N. Kawagishi^a, S. Teramukai^b, H. Egawa^c

^aDepartment of Surgery, Graduate School of Medicine, Tohoku University, Miyagi, Japan
^bInnovative Clinical Research Center, Kanazawa University, Kanazawa, Japan
^cDepartment of Surgery, Institute of Gastroenterology, Tokyo Women’s Medical University, Tokyo, Japan

We evaluated the effects of rituximab prophylaxis on outcomes of ABO-blood-type-incompatible living donor liver transplantation (ABO-I LDLT) in 381 adult patients in the Japanese registry of ABO-I LDLT. All patients underwent triple immunosuppression together with plasmapheresis or splenectomy or both; regimens were classified into 3 groups according to additional treatment: none (Base group, n = 25); local infusion therapy (Infusion group, n = 94); and rituximab prophylaxis (Rituximab group, n = 258).

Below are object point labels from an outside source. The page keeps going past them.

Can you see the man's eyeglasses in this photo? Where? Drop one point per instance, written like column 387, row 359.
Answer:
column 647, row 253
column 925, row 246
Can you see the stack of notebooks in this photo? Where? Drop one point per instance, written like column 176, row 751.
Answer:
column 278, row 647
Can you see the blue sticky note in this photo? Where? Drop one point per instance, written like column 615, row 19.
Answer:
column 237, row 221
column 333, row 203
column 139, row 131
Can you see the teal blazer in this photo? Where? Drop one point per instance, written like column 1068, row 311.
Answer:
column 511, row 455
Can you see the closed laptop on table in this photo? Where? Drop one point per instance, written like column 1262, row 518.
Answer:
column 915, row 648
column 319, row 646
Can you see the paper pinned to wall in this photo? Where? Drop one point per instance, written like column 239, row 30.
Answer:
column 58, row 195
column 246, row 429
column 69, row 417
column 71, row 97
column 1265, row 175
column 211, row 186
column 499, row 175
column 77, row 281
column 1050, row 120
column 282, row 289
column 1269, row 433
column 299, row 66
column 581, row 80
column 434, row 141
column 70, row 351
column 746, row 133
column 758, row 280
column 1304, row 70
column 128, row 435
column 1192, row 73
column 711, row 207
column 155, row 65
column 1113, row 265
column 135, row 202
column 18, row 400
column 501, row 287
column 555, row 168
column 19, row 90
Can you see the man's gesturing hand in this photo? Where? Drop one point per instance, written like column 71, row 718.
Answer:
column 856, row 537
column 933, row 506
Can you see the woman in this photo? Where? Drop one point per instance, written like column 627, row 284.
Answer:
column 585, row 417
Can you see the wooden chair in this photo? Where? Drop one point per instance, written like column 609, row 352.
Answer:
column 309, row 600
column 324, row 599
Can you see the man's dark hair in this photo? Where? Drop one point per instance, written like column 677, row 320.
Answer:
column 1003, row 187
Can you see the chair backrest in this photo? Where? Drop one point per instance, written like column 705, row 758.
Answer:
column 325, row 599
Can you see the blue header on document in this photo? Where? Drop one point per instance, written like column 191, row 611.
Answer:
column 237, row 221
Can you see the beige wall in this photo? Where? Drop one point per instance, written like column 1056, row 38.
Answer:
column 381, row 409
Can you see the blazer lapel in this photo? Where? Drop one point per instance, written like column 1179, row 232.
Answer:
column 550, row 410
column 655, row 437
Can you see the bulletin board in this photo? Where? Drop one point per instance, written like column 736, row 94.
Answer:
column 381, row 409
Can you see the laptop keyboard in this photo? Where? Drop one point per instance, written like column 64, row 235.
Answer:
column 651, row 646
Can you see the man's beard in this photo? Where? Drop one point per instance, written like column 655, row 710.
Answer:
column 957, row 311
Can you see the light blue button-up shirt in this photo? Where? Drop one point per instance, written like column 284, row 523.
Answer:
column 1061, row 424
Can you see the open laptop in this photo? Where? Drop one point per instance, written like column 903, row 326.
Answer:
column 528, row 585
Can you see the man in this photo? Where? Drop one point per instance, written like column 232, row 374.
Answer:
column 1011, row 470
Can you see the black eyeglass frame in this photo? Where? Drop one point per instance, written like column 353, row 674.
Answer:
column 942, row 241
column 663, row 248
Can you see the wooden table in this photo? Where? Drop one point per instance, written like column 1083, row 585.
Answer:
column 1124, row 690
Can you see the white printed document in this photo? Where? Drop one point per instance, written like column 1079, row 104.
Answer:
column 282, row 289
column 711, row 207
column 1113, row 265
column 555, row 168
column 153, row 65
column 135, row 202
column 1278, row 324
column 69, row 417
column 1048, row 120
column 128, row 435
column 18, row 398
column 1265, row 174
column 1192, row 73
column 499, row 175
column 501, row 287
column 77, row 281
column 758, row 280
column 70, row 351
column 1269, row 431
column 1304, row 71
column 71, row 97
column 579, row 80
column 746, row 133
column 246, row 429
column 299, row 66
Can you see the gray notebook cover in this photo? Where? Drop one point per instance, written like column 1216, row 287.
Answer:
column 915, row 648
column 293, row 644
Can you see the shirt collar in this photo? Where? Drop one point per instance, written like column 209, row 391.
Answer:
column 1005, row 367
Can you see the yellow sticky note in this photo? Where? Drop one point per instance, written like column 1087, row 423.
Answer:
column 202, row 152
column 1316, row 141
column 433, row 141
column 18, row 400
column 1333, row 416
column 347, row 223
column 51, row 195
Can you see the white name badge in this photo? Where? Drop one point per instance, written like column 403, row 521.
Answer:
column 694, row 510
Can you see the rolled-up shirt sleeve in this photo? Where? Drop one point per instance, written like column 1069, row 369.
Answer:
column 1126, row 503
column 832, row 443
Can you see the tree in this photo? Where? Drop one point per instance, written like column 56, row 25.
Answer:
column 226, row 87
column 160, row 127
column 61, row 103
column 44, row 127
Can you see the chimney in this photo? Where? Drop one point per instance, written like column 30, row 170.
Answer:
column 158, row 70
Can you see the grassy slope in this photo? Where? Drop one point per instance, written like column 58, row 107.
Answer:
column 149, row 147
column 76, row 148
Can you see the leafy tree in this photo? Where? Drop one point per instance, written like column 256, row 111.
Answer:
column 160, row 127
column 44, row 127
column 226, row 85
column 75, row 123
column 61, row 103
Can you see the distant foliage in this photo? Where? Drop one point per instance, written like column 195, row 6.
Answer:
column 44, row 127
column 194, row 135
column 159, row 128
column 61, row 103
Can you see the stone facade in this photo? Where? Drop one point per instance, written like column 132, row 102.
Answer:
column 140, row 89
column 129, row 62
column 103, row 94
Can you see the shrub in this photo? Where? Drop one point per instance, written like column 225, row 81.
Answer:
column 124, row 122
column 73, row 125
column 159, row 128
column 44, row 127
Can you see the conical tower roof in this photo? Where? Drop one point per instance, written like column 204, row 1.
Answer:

The incidence of antibody-mediated rejection (AMR) was significantly lower in the Rituximab group (6%) than in the Base (28%) or Infusion (22%) group (P < 0.001), and 5-year survival was significantly higher in the Rituximab group (71%) than in the other groups (33%, 51%, respectively; P < 0.001). Among preoperative and short-term postoperative variables, only rituximab prophylaxis was significantly associated with survival time and MELD score. Intraoperative titer of IgG anti-donor antibodies and rituximab prophylaxis were significant predictors of AMR incidence. In the Rituximab group, other B-cell desensitization therapies had no add-on effects. Multiple or large rituximab doses significantly increased infection, and early administration had no advantage. In conclusion, a single moderate dose of rituximab was safe and effective in adult ABO-I LDLT.